DESIGN 99 POST LECTURE DISCUSSION
On June 23rd, the first lecture in a series of HAA sponsored events occurred in a small Eastern Market art studio, The Johanson Charles Gallery. During the lecture, Design 99’s co-founders Mitch Cope and Gina Reichert presented a sampling of their past and current work. As their projects flashed over the make-shift projection screen, the sound system petered in an out of existence. These underground conditions seemed perfectly analogous to Design 99’s daily challenges and each of their project’s specific circumstances. Despite the late start and the subsequent technical difficulties, the 40+ Detroit locals were enraptured, appreciative, and focused on the discussion at hand:
– Current urban issues require change
– Context specific design catalysts operate as community focal points
– Focal points spark community discussions
– Community discussions initiate resolution of urban issues
Each of Design 99’s projects followed this framework with varying physical, social, ecological, and economical results. One such example is their highly publicized project, Power House Project.
URBAN ISSUES. The Power House Project is located within Mitch and Gina’s Hamtramck neighborhood. In addition to being a general eyesore, the abandoned building was the headquarters for multiple, suspect behaviors.
DESIGN CATALYST. Originally purchased as part proactive blight removal and part “sustainable” experimentation canvas, the vacant house has been gutted and retrofitted to implement solar, wind, and low-flow sewerage installations.
COMMUNITY DISCUSSION. During the ongoing, intentionally visible, construction process, neighbors began to ask questions. Why are you painting the fence pink? What are you installing? How can these ecological improvements help our overall community? And most importantly, what can I do to help improve our neighborhood?

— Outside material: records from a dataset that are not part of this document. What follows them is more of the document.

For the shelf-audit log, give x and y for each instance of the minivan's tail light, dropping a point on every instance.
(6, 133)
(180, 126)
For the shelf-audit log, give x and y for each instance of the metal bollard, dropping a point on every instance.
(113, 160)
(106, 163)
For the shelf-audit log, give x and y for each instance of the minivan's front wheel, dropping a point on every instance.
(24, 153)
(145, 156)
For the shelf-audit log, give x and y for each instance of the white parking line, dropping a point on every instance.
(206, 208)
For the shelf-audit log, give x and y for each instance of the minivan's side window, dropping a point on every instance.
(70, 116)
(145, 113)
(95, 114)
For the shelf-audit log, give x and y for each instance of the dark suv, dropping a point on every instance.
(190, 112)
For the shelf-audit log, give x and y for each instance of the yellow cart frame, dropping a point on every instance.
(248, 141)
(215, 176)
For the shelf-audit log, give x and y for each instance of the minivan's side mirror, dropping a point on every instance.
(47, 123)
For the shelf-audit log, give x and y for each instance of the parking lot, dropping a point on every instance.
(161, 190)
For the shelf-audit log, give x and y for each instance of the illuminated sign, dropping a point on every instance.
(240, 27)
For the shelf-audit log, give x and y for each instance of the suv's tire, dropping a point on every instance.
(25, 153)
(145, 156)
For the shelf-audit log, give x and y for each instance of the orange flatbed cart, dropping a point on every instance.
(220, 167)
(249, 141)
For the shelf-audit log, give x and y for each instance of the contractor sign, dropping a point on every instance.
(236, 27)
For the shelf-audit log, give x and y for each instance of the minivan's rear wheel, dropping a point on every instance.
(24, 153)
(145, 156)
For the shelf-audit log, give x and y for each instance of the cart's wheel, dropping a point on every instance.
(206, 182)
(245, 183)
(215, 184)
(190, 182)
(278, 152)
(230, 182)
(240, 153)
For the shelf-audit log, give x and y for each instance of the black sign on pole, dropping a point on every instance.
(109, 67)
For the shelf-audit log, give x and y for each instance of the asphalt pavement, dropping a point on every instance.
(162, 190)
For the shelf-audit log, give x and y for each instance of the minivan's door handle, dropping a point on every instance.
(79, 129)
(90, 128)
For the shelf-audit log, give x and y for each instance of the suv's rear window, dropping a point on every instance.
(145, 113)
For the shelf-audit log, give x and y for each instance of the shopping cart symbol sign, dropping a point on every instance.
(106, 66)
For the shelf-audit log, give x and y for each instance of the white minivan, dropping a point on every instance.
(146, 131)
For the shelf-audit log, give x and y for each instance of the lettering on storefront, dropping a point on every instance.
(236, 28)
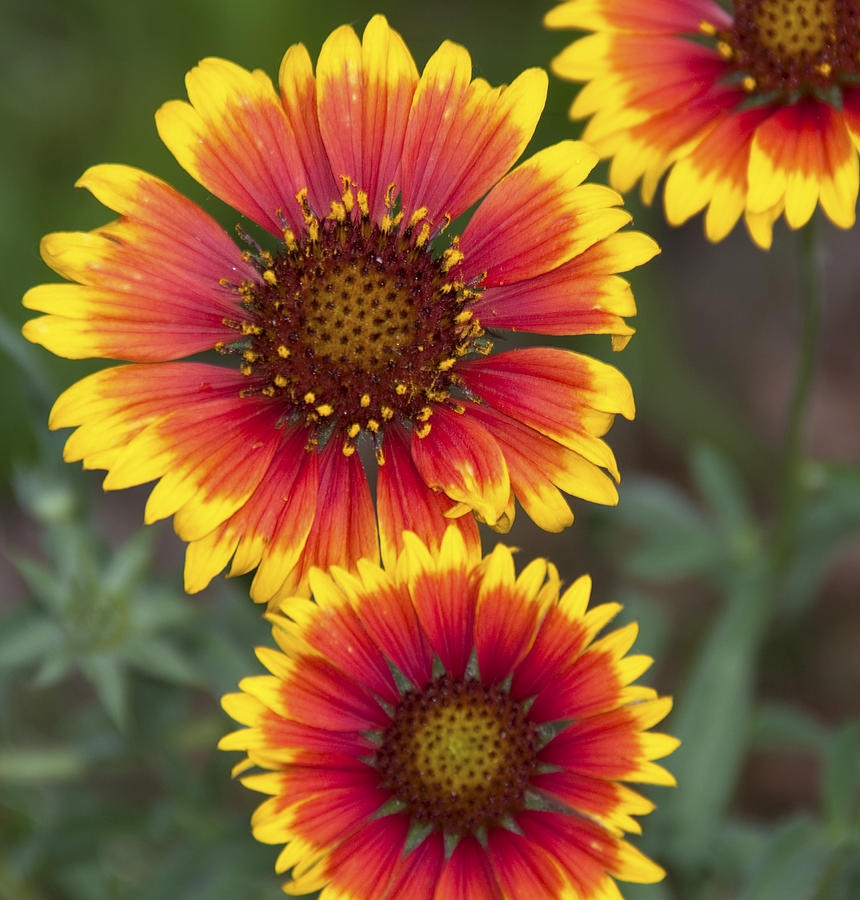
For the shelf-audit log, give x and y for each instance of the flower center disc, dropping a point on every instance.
(356, 324)
(458, 754)
(786, 45)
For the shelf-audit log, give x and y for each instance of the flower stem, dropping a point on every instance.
(791, 474)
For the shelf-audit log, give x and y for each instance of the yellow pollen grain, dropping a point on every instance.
(423, 236)
(363, 204)
(417, 216)
(346, 196)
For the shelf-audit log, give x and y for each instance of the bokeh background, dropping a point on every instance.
(110, 677)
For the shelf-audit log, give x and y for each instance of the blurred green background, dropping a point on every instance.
(110, 677)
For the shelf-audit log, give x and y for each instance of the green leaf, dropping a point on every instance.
(720, 488)
(157, 657)
(712, 721)
(829, 515)
(675, 540)
(783, 727)
(41, 764)
(794, 866)
(44, 585)
(27, 637)
(127, 565)
(109, 680)
(840, 783)
(53, 669)
(659, 891)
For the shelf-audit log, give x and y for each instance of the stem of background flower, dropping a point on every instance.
(791, 474)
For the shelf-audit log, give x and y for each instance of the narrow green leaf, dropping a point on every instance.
(721, 488)
(157, 657)
(43, 584)
(128, 564)
(109, 680)
(840, 783)
(712, 721)
(794, 865)
(27, 637)
(675, 541)
(783, 727)
(40, 764)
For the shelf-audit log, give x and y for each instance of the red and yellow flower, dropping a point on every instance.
(350, 325)
(753, 113)
(448, 729)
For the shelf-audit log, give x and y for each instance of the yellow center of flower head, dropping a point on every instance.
(458, 755)
(790, 46)
(354, 322)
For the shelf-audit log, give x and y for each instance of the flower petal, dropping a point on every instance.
(364, 94)
(539, 216)
(235, 139)
(459, 457)
(406, 503)
(258, 530)
(468, 873)
(581, 296)
(344, 526)
(570, 398)
(802, 153)
(464, 135)
(149, 284)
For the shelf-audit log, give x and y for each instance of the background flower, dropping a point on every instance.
(450, 730)
(354, 329)
(752, 113)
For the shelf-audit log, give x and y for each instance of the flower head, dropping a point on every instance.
(352, 319)
(448, 730)
(754, 113)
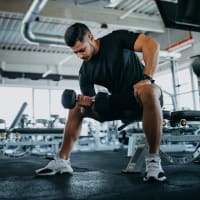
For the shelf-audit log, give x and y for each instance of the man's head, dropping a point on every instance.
(79, 38)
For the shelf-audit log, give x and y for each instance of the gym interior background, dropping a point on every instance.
(36, 66)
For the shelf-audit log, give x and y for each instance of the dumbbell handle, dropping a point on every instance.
(70, 98)
(85, 100)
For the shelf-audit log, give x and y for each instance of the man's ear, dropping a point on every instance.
(90, 37)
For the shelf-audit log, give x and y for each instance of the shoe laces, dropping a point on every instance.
(153, 163)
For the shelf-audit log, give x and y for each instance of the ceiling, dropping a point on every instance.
(102, 16)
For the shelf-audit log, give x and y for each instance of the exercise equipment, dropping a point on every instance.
(101, 101)
(180, 144)
(69, 98)
(196, 66)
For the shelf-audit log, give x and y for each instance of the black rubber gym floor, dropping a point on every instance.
(97, 176)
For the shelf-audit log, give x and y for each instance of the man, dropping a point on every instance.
(110, 61)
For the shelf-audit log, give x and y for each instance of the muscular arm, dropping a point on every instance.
(150, 50)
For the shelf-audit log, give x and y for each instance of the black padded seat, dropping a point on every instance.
(189, 115)
(166, 114)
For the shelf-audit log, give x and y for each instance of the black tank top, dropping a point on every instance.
(116, 66)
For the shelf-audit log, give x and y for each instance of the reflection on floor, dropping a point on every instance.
(97, 176)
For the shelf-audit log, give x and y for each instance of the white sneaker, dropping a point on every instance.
(54, 167)
(154, 171)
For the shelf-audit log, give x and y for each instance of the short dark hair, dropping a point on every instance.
(75, 32)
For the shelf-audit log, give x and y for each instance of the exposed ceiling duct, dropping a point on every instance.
(32, 15)
(35, 76)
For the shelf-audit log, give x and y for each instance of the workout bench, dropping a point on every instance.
(186, 128)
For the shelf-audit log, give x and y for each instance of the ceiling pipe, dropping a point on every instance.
(30, 16)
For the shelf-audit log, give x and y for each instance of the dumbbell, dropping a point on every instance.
(69, 98)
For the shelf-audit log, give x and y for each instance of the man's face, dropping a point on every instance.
(84, 50)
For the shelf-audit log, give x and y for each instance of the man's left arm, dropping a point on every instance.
(150, 50)
(149, 47)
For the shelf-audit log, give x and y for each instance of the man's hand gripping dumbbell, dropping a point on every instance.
(100, 101)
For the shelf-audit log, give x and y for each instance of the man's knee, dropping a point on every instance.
(150, 94)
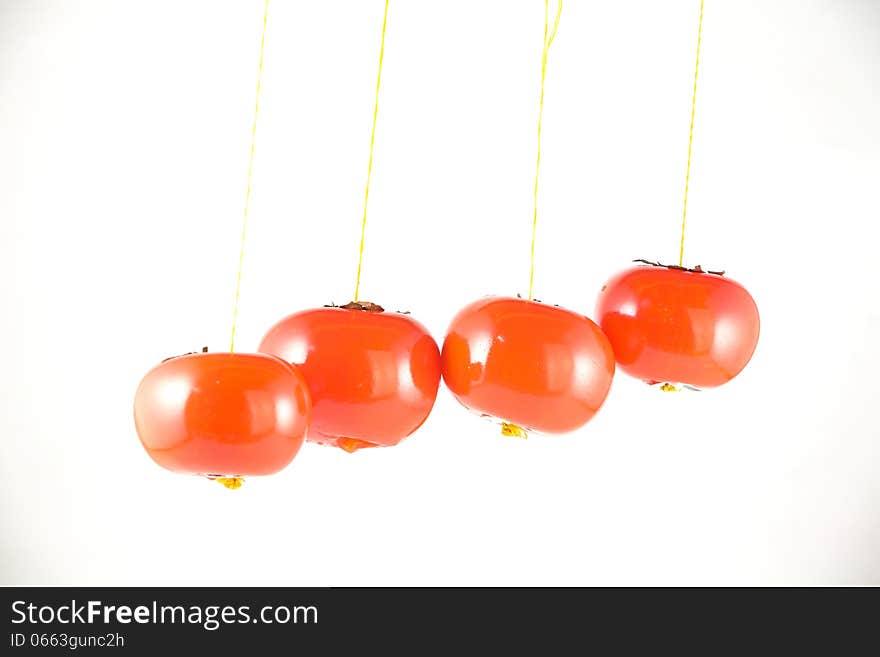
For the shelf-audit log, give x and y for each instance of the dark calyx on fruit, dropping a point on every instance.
(189, 353)
(693, 270)
(366, 306)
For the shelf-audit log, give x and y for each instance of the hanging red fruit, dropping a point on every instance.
(373, 375)
(673, 325)
(222, 415)
(531, 365)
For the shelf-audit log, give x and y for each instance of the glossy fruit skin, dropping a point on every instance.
(226, 414)
(537, 366)
(677, 326)
(373, 376)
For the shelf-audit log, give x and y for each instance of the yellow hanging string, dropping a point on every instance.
(357, 285)
(687, 175)
(548, 39)
(247, 195)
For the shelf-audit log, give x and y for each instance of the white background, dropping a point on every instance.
(124, 130)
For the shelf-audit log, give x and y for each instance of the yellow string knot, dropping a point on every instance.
(513, 431)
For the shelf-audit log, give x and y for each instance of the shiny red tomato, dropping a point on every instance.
(673, 326)
(528, 364)
(373, 375)
(222, 414)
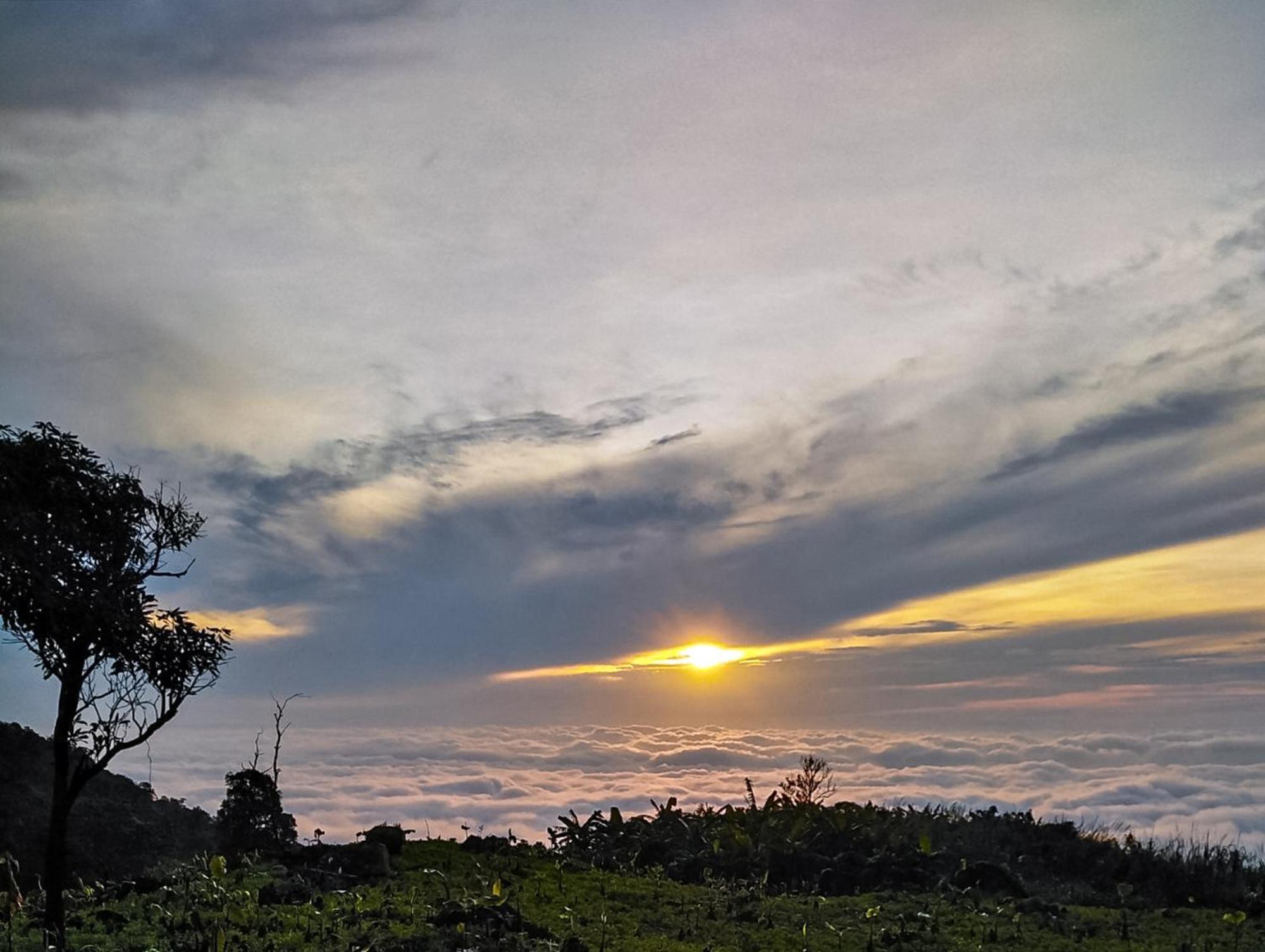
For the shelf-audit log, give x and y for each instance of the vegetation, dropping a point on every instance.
(493, 894)
(251, 818)
(120, 828)
(79, 543)
(849, 848)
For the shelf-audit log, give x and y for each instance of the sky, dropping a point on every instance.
(906, 356)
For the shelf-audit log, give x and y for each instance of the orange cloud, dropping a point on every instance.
(1207, 578)
(257, 624)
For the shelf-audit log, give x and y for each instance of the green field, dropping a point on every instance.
(445, 895)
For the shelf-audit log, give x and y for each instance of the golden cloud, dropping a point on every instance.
(1210, 578)
(257, 624)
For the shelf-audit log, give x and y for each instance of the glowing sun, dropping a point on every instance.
(704, 655)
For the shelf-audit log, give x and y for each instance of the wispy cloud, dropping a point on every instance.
(257, 624)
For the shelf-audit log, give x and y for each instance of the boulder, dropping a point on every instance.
(366, 860)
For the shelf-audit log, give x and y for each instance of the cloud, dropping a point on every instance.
(1172, 414)
(1248, 238)
(85, 55)
(675, 437)
(1168, 782)
(257, 624)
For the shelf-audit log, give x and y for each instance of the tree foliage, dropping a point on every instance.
(80, 541)
(814, 784)
(251, 815)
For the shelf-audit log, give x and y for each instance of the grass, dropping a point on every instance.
(445, 895)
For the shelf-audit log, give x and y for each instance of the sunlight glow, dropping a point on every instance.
(1218, 576)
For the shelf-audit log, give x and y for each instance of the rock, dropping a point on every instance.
(990, 877)
(369, 860)
(289, 891)
(393, 836)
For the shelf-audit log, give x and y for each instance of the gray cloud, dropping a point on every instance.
(1248, 238)
(675, 437)
(88, 55)
(1171, 416)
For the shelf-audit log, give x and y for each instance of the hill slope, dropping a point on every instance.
(118, 828)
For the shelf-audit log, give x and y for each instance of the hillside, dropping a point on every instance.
(490, 894)
(120, 828)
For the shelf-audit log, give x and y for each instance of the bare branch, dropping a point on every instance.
(278, 717)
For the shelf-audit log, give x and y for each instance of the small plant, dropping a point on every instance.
(1237, 922)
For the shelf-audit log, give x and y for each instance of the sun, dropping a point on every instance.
(704, 655)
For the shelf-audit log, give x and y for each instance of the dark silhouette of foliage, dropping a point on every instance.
(251, 817)
(814, 784)
(393, 836)
(849, 848)
(79, 543)
(120, 828)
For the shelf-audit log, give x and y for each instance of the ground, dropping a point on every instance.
(446, 895)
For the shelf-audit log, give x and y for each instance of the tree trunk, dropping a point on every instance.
(59, 815)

RESOLUTION. Specifically, the Power House Project identifies a new formula of urban activism that ultimately results in an associated social paradigm: Hamtramck residents can make a difference in their neighborhoods through simple, artistic interventions.
DISCUSSION. By sponsoring the Design 99 lecture and subsequent lectures, HAA is dedicated to creating a broader creative discourse through open and collaborative dialogue. “Challenging Detroit: (Re)generating Urbanism” as an overall program will provide an important platform for consideration of innovative, multidisciplinary strategies designed to help the city not only create reinvestment and redevelopment, but also begin to regenerate the social, economic and environmental attributes that define it. Now, more than ever, we need to come together to understand how we can effectively participate in the thoughtful, creative regeneration of Detroit.
Thus, following Design 99’s presentation, we immediately asked ourselves, can Design 99’s simple formula be implemented into other Detroit areas? Other cities? Other countries? While Design 99’s actual design catalysts are context specific, their proposed framework is deliberately flexible. Detroit could certainly benefit from additional pro-active residents, strategic design catalysts, and the resulting community discussion that may lead towards the betterment, resolution, of our city. So despite the late start and the subsequent technical difficulties, it was this discussion that enraptured the audience. Urban art? Urban Design? Detroit specific strategies? Perhaps the physical interventions are, in some ways, inconsequential and the way towards a new found urbanism, Detroit style, will result from our creative discourse.